Almost all applications require users to create accounts on their websites in order to use certain services. This repetitive process of setting up new profiles and creating new passwords for every application is not only time consuming, but also frustrating, and over time, account management becomes hard.
Thanks to OAuth, we can use popular social media applications such as Google, Facebook and Twitter to authenticate users. This process makes implementing authentication easier and increases adoption due to existing trust built with the social network. So why not integrate it into your application?

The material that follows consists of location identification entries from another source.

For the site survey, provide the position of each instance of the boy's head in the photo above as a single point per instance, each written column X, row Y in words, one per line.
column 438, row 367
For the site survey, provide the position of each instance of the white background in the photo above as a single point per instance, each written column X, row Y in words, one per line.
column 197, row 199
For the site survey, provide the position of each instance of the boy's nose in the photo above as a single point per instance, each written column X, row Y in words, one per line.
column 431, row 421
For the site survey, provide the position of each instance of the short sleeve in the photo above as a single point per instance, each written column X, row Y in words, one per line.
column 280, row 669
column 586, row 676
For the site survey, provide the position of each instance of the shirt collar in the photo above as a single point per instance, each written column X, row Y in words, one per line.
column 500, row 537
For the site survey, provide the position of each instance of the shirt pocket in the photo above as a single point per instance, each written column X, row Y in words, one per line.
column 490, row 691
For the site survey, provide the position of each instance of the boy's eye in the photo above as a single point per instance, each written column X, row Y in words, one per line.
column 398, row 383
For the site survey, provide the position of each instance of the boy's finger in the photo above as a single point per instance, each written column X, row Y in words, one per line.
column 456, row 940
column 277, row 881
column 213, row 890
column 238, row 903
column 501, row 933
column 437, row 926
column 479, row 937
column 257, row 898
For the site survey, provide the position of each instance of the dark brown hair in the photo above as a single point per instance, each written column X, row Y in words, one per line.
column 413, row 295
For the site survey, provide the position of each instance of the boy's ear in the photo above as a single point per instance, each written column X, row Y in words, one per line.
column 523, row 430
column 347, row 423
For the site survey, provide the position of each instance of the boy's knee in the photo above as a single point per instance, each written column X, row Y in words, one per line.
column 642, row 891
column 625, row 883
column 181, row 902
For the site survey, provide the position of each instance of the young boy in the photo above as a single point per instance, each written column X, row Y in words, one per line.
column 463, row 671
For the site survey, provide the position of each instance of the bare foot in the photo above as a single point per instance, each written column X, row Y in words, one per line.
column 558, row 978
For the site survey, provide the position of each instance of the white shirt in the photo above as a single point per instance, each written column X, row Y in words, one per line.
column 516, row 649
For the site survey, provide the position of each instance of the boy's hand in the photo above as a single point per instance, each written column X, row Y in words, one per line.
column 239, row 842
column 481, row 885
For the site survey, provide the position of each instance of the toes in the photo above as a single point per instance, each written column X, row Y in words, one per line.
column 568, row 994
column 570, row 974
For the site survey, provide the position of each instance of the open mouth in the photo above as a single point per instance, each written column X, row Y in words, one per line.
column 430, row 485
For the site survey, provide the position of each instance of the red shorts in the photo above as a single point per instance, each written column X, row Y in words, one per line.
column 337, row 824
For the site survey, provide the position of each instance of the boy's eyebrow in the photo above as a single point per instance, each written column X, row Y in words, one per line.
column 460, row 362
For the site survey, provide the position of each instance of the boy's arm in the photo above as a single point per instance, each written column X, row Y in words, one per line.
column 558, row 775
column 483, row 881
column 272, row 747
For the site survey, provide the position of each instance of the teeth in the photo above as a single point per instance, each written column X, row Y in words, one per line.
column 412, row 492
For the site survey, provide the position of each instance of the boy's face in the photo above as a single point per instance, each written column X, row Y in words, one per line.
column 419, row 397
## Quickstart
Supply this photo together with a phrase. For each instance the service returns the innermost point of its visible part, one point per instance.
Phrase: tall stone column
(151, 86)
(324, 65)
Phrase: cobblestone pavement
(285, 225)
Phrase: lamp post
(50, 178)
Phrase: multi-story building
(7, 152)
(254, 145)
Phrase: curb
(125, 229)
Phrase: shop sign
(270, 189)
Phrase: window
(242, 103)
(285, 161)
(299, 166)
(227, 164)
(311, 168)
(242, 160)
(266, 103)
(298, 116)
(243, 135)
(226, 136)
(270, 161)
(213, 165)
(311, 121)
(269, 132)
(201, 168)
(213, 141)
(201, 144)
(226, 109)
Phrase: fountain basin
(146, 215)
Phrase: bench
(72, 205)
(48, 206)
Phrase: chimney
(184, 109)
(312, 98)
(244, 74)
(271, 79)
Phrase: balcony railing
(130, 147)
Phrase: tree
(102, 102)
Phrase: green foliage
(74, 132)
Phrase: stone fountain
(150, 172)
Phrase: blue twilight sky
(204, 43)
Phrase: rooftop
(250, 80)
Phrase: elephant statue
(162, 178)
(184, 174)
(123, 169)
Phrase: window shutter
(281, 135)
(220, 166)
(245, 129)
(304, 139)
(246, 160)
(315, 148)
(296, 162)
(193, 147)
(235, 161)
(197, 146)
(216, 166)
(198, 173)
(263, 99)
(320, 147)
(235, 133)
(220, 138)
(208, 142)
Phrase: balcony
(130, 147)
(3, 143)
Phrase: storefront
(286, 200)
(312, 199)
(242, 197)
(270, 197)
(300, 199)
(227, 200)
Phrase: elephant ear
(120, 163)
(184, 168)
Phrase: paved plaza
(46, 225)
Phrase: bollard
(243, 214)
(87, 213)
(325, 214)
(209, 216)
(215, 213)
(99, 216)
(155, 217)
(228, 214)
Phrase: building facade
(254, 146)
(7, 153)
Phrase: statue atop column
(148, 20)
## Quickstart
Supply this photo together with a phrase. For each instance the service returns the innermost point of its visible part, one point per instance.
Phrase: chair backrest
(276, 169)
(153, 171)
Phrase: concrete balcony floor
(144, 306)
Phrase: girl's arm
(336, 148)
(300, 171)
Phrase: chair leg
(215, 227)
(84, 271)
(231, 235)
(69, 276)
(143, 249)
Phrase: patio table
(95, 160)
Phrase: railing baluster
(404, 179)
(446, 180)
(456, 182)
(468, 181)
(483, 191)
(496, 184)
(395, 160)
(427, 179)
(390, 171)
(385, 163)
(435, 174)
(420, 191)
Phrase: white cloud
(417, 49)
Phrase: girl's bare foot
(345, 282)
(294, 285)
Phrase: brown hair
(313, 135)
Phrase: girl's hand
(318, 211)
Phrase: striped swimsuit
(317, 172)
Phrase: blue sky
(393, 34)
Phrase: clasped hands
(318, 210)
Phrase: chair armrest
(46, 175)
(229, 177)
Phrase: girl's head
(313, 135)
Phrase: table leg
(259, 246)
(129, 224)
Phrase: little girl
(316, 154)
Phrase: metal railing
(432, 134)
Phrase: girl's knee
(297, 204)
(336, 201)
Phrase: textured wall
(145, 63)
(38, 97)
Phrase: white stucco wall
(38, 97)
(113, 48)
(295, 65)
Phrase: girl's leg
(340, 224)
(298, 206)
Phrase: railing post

In this tutorial, I will take you through how to integrate Facebook into your Node.js application.
You will need the following dependencies to complete this tutorial:
Follow the instructions below in your preferred terminal in order to set up your development environment:
$ mkdir demo
$ cd demo
$ git clone https://github.com/Felistas/NodeJs-Passport-Authentication.git
$ cd NodeJs-Passport-Authentication
Next run:
$ npm install
$ npm start
To confirm everything is working as expected, open your preferred REST Client (Insomnia is my preference) and make a GET request to the following endpoint http://localhost:3000/users
. Confirm the response is as below:
In order to understand how our project is set up, we will go through the individual folder structures which follow the MVC (Model View Controller) pattern. As a recap of the MVC pattern, the model defines the schema of the data in the database and how it will be stored. Controllers hold the business logic of the application while the view holds all our routes.
Inside the app
folder, we have user
and utils
folders which are responsible for the user resource and database configuration respectively. The index.js
file, which is the entry point of our app, is responsible for express setup. In this project, we will use ES6 and Babel to compile the code. I have also configured nodemon to listen to any changes made to the app then reload the server.
OAuth 2 is an authorization framework that allows third-party applications to obtain limited access to HTTP services, either on behalf of the resource owner or by allowing these third-party applications to obtain access on their own behalfs. In either case, the owner does not have to provide their login credentials directly to the application.
In our case, the application we are building would be the third party application. Facebook would be our HTTP service and the end user will be the resource owner. These three fall under the following OAuth roles:
- Resource Owner/ End user - This is the user authorizing a third-party application to access certain protected resources from a resource server.
- Client - This is the third party application making protected resource requests to a resource server on behalf of the resource owner.
- Resource Server - Hosts the protected resources e.g user profile.
- Authorization Server - Responsible for authenticating the resource owner and providing access token to clients.
In order for successful user authentication to happen, a series of steps need to be followed:
- The client, (which is our application in this case), requests authorization from the end-user.
- Once the end-user authorizes the client, an application grant is issued.
- Our client then requests an access token from the authorization server using the authorization grant.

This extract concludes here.